“The people I work with here are the filmmakers I respect most in the world. To watch their work evolve and to have them watch my work evolve has been a tremendous asset as a filmmaker,” says Ross McElwee, professor of the practice of filmmaking, whose acclaimed work is credited with popularizing personal documentary (it accounts for 40 to 60 percent of the 500 documentaries submitted annually to the Sundance Film Festival).
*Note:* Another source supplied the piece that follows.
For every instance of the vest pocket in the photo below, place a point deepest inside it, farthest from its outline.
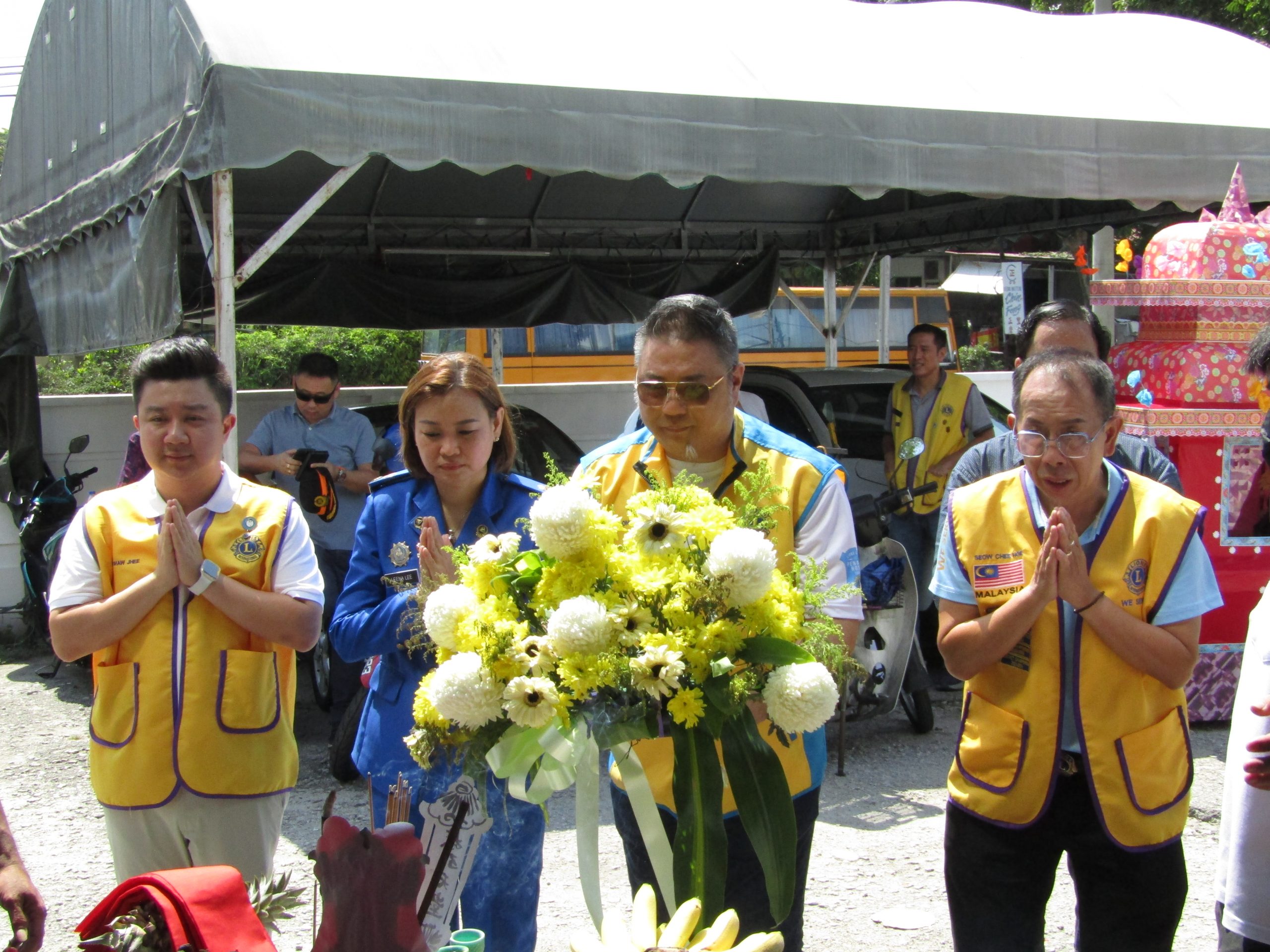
(992, 746)
(248, 695)
(1150, 760)
(114, 721)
For 40 years Robert Gardner directed the Film Study Center, “a place at Harvard where the object is to make significant films,” he says, in the same way that scholars are empowered to make significant books and discoveries. The FSC has assisted numerous faculty documentaries, including his own oeuvre since Dead Birds, such as Rivers of Sand (1974), on Ethiopia’s Hamar people, and Forest of Bliss (1985), about cremation rituals on the Ganges in Benares, which many consider his masterpiece: essayist Eliot Weinberger called it “the most artistically crafted of all ethnographic films.”
Alfred Guzzetti, Hooker professor of visual arts, a student in Gardner’s first Carpenter Center filmmaking class in 1963, is now working on a cycle of experimental videotapes. Guzzetti’s career encompasses his autobiographical trilogy of domestic observation Family Portrait Sittings (1975), Scenes from Childhood (1979), and Beginning Pieces (1986) and political documentaries about the Sandinista revolution in Nicaragua, Living at Risk: The Story of a Nicaraguan Family (1985) and Pictures from a Revolution (1991), both collaborations with his late colleague Richard Rogers and photographer/filmmaker Susan Meiselas, Ed.M. ’71.
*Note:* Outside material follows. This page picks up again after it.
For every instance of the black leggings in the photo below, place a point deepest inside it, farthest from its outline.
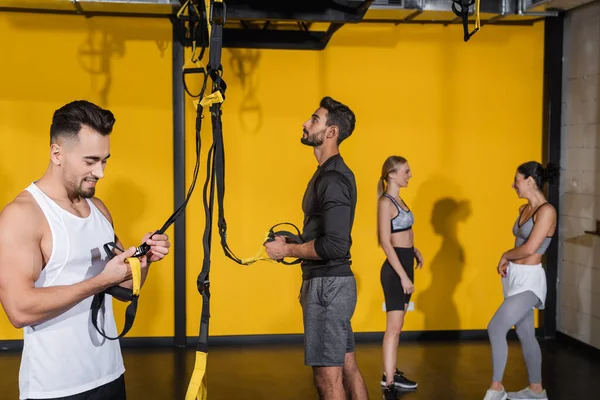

Rogers, “one of the most wonderfully gifted teachers of film that Harvard has had,” says Gardner, died in 2001. (He was a senior lecturer in VES.) In addition to the Nicaragua films, Rogers documented New York City painters, as well as poets William Carlos Williams, Wallace Stevens, and others. He made a documentary of A Midwife’s Tale, by Phillips professor of early American history Laurel Thatcher Ulrich (see “A Midwife’s Tale,” November-December 1995, page 12), among other films. His career began with Quarry (1970), about a Quincy, Massachusetts, swimming hole, and included self-portraits such as Elephants (1973), on his alienation from his privileged origins. He was working on Windmill, about his summer community on Long Island, when he died.
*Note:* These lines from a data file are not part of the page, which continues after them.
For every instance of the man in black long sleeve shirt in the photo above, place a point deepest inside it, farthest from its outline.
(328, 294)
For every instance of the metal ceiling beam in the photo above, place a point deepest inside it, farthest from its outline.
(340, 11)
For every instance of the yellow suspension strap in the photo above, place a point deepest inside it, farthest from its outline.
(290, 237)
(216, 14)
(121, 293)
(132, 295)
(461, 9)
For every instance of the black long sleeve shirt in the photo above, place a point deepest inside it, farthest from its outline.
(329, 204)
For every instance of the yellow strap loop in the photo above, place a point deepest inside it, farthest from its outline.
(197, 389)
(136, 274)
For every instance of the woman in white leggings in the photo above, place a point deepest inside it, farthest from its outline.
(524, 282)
In The Tourist (1991), Robb Moss, Arnheim lecturer on filmmaking, juxtaposes encounters he had while shooting films for other directors all around the world with the journey he and his wife made through miscarriage and infertility to the adoption of their daughter. In The Same River Twice (2003), he films five friends during a five-year period as they live their lives and comment on their past as chronicled in River Dogs, his 1982 documentary about 17 friends and lovers rafting through the Grand Canyon.
McElwee has been filming “chapters” from his life in a series of feature-length “home movies,” starting with Sherman’s March: A Meditation on the Possibility of Love in the South during an Era of Nuclear Weapons Proliferation (1988, now on the National Film Registry). He began by emulating cinéma vérité, he says, but was “never entirely comfortable hiding behind the camera all the time, never hearing from ‘me,’” so he adapted what he liked, such as the calm observation of everyday life. In Time Indefinite (1993) he gets married, loses his father, and becomes a father; in Six O’Clock News (1997) he contemplates raising a child in a calamitous world; Bright Leaves (2003) unravels his family’s history in Southern tobacco. McElwee originally wanted to be a writer, and his voiceover narration and on-screen performance combine a photojournalist’s eye with a confessional poet’s “I,” an essayist’s insights, and a comic’s instincts.